LSO/Harding Imogen Cooper – In C

Symphony No.7 in C, Op.105
Piano Concerto No.25 in C, K503
Symphony No.2 in C, Op.61

Imogen Cooper (piano)

London Symphony Orchestra
Daniel Harding

Reviewed by: Colin Anderson

Reviewed: 19 October, 2008
Venue: Barbican Hall, London

Daniel HardingA concert of three masterpieces in which the performances of the two symphonies were impressive in parts and the concerto stole the show. A concert, too, in which some LSO principals were not regular ones, although each was distinguished – particularly timpanist Antoine Bedewi who gave a superb display (crisp, dynamic and vital) and Fany Maselli (her bassoon purred in the Mozart!).

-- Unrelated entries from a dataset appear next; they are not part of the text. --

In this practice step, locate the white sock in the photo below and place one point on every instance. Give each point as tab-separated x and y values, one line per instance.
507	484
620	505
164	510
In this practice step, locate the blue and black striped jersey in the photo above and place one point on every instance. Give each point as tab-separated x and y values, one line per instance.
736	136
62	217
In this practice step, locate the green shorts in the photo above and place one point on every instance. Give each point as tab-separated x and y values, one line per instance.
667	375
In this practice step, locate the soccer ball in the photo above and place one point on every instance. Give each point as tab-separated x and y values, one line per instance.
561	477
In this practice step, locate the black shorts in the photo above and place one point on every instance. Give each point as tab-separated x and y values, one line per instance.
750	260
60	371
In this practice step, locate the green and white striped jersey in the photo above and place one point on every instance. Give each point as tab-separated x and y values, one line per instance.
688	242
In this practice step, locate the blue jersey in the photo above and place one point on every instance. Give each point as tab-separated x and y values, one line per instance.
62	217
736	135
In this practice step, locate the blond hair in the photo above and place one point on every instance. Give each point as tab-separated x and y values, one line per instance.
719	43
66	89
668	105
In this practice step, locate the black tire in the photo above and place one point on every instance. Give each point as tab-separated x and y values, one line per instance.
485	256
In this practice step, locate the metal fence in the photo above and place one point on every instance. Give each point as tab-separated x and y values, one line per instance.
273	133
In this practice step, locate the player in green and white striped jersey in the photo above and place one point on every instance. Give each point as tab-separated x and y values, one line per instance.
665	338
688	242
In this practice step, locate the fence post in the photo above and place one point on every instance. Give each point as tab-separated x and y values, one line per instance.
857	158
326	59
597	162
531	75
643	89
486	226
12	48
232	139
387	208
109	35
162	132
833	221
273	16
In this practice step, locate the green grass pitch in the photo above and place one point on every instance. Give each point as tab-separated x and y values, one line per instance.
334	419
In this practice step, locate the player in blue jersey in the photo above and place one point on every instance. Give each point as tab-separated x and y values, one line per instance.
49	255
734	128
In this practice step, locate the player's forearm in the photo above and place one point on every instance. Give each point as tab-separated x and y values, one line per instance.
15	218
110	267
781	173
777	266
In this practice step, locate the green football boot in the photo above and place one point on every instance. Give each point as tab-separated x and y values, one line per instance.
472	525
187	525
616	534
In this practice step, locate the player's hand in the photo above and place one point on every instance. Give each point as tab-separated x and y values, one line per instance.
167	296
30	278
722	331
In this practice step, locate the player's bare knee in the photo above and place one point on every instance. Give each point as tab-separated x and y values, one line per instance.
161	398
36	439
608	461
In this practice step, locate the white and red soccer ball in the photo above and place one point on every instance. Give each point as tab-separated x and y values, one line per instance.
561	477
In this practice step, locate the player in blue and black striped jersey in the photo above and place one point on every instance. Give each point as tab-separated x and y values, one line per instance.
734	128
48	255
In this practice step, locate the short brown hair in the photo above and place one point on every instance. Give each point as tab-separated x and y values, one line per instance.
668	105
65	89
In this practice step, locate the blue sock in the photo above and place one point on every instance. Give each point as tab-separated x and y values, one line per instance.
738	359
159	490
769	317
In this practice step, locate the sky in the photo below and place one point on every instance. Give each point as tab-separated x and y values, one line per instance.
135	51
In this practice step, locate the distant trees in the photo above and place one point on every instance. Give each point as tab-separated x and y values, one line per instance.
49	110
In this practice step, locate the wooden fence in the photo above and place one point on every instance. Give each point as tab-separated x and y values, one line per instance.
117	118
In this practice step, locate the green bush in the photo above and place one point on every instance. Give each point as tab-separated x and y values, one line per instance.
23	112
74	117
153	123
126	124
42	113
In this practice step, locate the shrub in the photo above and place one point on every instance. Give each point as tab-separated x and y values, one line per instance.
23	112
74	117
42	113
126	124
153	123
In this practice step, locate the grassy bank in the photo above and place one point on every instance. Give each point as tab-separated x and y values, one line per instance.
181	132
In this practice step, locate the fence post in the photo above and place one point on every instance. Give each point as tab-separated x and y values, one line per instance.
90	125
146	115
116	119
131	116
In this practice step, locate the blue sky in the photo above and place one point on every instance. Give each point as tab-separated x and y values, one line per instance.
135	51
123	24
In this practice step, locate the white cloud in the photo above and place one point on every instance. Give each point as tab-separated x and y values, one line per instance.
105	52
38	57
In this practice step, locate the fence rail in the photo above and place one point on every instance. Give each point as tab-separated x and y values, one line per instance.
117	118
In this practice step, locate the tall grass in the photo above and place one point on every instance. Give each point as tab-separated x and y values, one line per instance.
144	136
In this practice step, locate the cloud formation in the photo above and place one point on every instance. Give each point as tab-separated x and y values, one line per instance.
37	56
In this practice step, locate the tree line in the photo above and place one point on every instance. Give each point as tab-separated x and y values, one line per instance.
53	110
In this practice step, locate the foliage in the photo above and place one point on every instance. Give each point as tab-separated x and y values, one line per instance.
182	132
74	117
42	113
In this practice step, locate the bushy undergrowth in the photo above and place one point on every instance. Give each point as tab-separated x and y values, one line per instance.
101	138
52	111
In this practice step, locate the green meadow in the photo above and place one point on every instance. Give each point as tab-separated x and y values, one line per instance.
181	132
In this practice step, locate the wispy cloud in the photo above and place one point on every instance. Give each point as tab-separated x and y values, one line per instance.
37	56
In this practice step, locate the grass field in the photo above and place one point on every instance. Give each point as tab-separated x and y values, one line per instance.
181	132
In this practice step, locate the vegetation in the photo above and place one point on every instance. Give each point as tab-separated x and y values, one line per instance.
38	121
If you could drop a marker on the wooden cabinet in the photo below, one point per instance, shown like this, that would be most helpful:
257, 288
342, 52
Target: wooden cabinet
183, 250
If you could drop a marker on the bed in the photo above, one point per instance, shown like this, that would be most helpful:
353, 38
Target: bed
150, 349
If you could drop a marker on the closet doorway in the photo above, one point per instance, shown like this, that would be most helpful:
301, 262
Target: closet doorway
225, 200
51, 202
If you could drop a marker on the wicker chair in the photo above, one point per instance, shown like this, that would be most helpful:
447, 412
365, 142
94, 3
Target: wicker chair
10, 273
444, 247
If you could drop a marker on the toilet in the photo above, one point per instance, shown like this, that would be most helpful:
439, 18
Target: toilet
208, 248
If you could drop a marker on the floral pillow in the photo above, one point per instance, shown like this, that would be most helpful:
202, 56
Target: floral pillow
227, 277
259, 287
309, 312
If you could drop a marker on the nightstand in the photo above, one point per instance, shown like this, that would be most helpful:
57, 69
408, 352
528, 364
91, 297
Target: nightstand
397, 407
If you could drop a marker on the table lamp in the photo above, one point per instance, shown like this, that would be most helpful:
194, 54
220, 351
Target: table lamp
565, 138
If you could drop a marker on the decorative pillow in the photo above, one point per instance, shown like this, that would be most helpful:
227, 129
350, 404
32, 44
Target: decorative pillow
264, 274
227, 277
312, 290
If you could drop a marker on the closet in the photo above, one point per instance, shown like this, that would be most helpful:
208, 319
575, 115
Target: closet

Although six double bassists was the maximum for the evening, there was no lack of foundation for Sibelius’s final symphony. Indeed, this ‘shortage’ of numbers added to the lucidity of Daniel Harding’s clear-sighted and richly expressive interpretation (radiating from centrally placed violas and cellos, violins antiphonal). If Harding’s view was less monumental than the well-established one of Sir Colin Davis’s with this orchestra (although his tempos were equally spacious), Harding’s concern for polyphony and transitions paid many dividends and the trombone statements (nobly played by Katy Jones) were both organic and significant. What didn’t quite come off was the final climax and its aftermath, the former not as momentous as needed, the latter slightly slack in pace and bordering on the sentimental, enough to ‘distort’ Sibelius’s symphonic edifice.

In Schumann’s Second Symphony, Harding took an age to traverse the Sostenuto assai introduction and lost some woodwind detail to brass; he also held back the Allegro (yes, there is a ‘ma non troppo’ qualification), but this was a little too reined-in, emotions under wraps, to the extent that the speeding-up for the coda sounded as an add-on. The scherzo though was a tour de force, played with brilliant deftness at a fizzing tempo, the second trio wonderfully coloured, and yet with something held in reserve for an electrifying coda, before turning to a blissful account of the wondrous Adagio, not as lit from within as ideal but leaving in no doubt as to this movement being a ‘highpoint’ in 19th-century music. The finale was uncommonly well observed in terms of texture – it bubbled and cavorted to an in-scale yet triumphant coda and a further example of magnificent timpani-playing.

Imogen Cooper was in top form for one of Mozart’s greatest works, her playing notable for its subtlety and purpose; so natural, so revealing. Harding and the LSO proposed a suitably ‘maestoso’ tempo for the first movement to which Cooper responded with grace and elevation, Alfred Brendel’s cadenza a brilliantly inventive foil. The pathos of the slow movement was fully brought out, and the finale found Cooper in impish mood, discovering a box of delights without seeking novelty for its own sake.